SABERES TRANSDISCIPLINARES E ORGÂNICOS.

domingo, 15 de junho de 2025

Fé, Razão e Sentimento Uma Breve Reflexão sobre 1 Coríntios 13:13 e as Obras de Dostoiévski.

 

A fé, a razão e o sentimento. Três forças fundamentais que moldam nossa percepção do mundo e de nós mesmos. A primeira, a fé, é um movimento da alma que transcende o visível e o racional, uma entrega ao invisível, ao que não se pode tocar, mas que nos transforma no mais profundo do ser. A segunda, a razão, é o esforço da mente humana para ordenar o caos, estabelecer certezas, buscar explicações para as questões imperturbáveis da existência. E o sentimento, esse território nebuloso onde os corações se perdem e se encontram, traduz nossas vivências mais íntimas, aquelas que não podem ser completamente racionalizadas, mas que nos formam e nos constituem como seres humanos.

No versículo de 1 Coríntios 13:13, Paulo nos lembra que “agora, pois, permanecem a fé, a esperança e o amor, estes três; mas o maior destes é o amor”. Este versículo sintetiza a complexa interdependência entre esses três pilares da existência humana. A fé, a razão e o sentimento, ao longo da vida, são como forças em constante tensão, se confrontando, se complementando e, muitas vezes, se contradizendo. Mas, ao final, o amor – como uma síntese da fé, da razão e do sentimento – emerge como o maior de todos. Não um amor romântico ou idealizado, mas um amor mais profundo, mais complexo, que engole todas as nossas certezas, acolhe nossas dúvidas e sustenta nossa busca incessante por sentido.

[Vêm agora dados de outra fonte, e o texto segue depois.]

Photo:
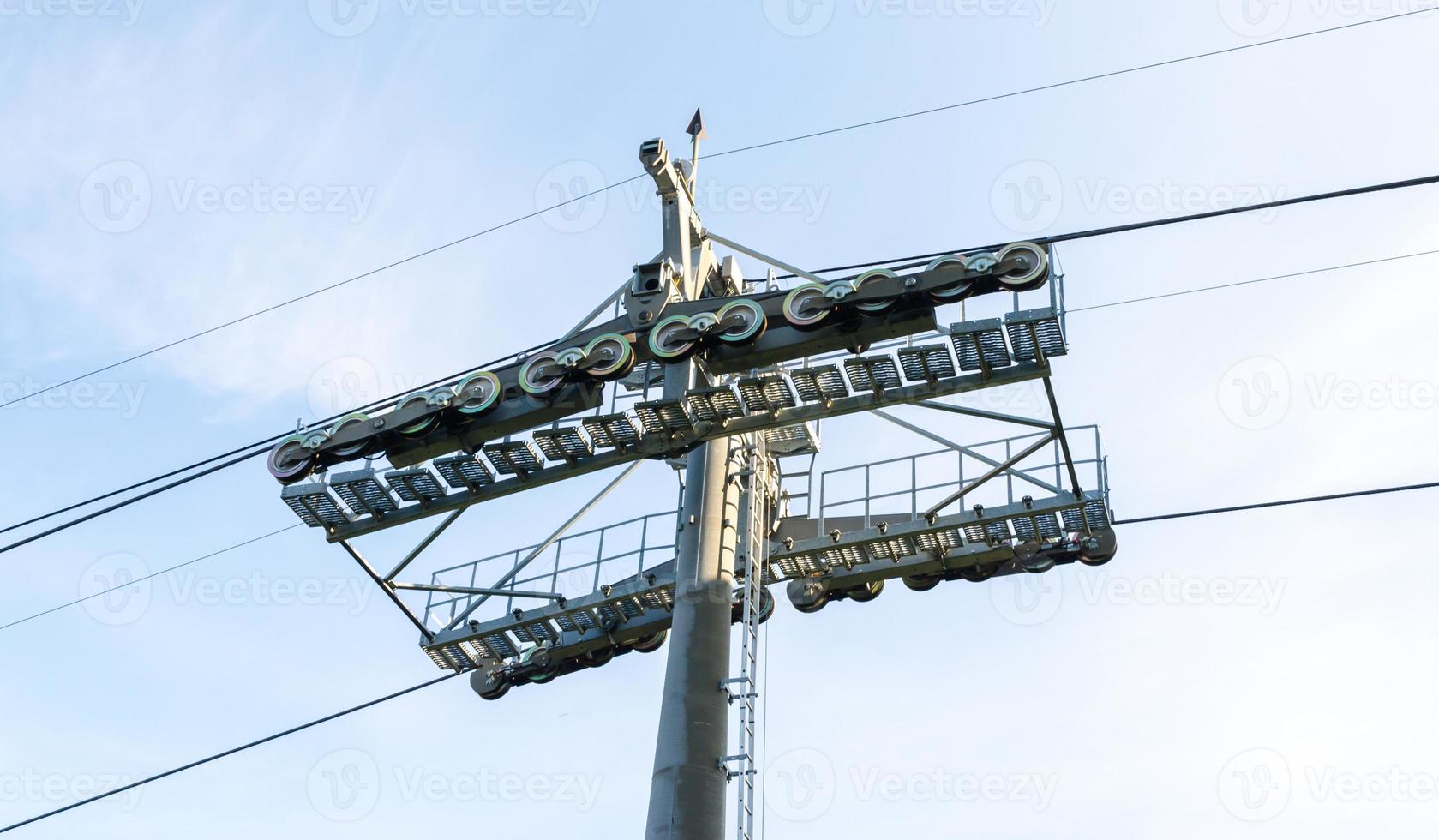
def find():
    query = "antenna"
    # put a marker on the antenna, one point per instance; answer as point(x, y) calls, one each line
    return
point(697, 133)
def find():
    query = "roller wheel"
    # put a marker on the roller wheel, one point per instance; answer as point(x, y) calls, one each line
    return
point(663, 343)
point(866, 593)
point(766, 607)
point(651, 643)
point(423, 424)
point(815, 606)
point(540, 375)
point(489, 689)
point(1031, 558)
point(291, 460)
point(1031, 269)
point(354, 449)
point(1104, 545)
point(873, 308)
point(478, 393)
point(615, 357)
point(750, 317)
point(807, 305)
point(977, 574)
point(956, 291)
point(923, 583)
point(807, 594)
point(599, 657)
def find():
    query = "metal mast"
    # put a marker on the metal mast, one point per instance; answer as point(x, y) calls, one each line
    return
point(687, 799)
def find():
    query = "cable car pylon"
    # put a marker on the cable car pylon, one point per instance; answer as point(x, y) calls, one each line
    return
point(726, 379)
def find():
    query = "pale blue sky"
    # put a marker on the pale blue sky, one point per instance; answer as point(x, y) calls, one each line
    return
point(1130, 698)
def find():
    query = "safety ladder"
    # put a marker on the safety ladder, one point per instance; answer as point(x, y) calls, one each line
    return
point(756, 500)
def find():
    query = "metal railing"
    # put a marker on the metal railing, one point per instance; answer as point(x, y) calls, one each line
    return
point(573, 566)
point(905, 481)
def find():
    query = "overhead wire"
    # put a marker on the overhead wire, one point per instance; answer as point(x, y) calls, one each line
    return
point(711, 156)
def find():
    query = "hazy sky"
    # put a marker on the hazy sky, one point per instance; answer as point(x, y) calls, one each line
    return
point(171, 165)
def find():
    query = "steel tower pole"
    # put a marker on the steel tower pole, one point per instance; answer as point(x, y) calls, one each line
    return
point(687, 797)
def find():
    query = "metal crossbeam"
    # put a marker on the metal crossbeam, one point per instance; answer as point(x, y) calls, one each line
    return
point(654, 447)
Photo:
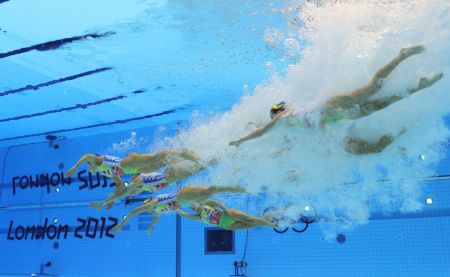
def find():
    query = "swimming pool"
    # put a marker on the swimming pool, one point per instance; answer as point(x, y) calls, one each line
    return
point(116, 77)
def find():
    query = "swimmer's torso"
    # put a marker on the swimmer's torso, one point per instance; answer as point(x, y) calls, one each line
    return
point(211, 215)
point(168, 202)
point(111, 166)
point(154, 181)
point(300, 119)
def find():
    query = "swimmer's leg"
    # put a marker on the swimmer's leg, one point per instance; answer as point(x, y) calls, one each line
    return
point(144, 208)
point(378, 104)
point(158, 160)
point(360, 147)
point(346, 106)
point(154, 221)
point(249, 219)
point(200, 193)
point(178, 172)
point(108, 202)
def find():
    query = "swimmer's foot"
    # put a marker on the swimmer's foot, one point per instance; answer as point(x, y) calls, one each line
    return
point(425, 82)
point(96, 205)
point(116, 229)
point(109, 205)
point(409, 51)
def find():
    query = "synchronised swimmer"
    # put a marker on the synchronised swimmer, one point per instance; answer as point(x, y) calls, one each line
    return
point(146, 175)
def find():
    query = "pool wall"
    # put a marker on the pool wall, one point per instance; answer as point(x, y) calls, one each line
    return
point(389, 245)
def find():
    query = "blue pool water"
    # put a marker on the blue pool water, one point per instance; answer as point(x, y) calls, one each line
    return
point(116, 77)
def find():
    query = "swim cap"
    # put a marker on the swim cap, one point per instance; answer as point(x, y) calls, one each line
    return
point(277, 108)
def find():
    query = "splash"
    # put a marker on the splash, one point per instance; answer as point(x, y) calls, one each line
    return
point(341, 45)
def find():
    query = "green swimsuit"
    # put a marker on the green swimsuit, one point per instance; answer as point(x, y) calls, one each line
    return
point(215, 216)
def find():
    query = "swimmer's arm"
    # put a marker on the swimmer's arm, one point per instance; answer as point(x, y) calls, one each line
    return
point(218, 204)
point(148, 188)
point(188, 216)
point(260, 131)
point(152, 225)
point(83, 159)
point(120, 185)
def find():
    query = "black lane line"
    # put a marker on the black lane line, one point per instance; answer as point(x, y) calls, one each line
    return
point(52, 45)
point(77, 106)
point(120, 121)
point(53, 82)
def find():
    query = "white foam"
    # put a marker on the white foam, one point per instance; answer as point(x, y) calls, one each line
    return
point(346, 42)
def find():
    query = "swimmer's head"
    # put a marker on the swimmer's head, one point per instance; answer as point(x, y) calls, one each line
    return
point(92, 168)
point(196, 207)
point(276, 109)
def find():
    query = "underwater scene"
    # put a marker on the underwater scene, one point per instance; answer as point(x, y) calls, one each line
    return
point(225, 138)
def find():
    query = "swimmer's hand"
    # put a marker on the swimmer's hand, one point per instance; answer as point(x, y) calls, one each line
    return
point(234, 143)
point(71, 172)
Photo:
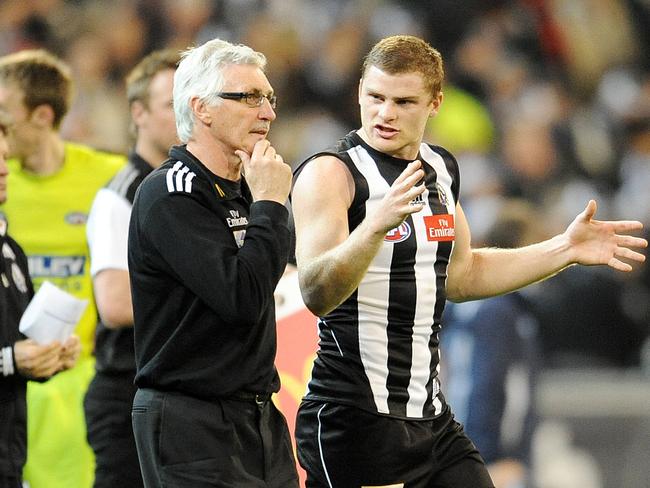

Fiódor Dostoiévski, em suas obras, como Os Irmãos Karamazov e Crime e Castigo, mergulha nas profundezas dessa luta entre a fé, a razão e o sentimento. Ele nos mostra, por meio de seus personagens torturados, que a razão humana, quando isolada de uma fé transcendental, pode se tornar uma ferramenta de desespero, de negação da própria humanidade. Raskólnikov, por exemplo, em Crime e Castigo, tenta justificar, com sua razão fria e calculista, o assassinato como um meio para um fim maior, mas é incapaz de suportar o peso do sentimento de culpa que o consome, uma vez que se distancia da moralidade e da fé. O sentimento, por mais que ele tente negar, nunca é eliminado, e a razão, sem a fé, se perde.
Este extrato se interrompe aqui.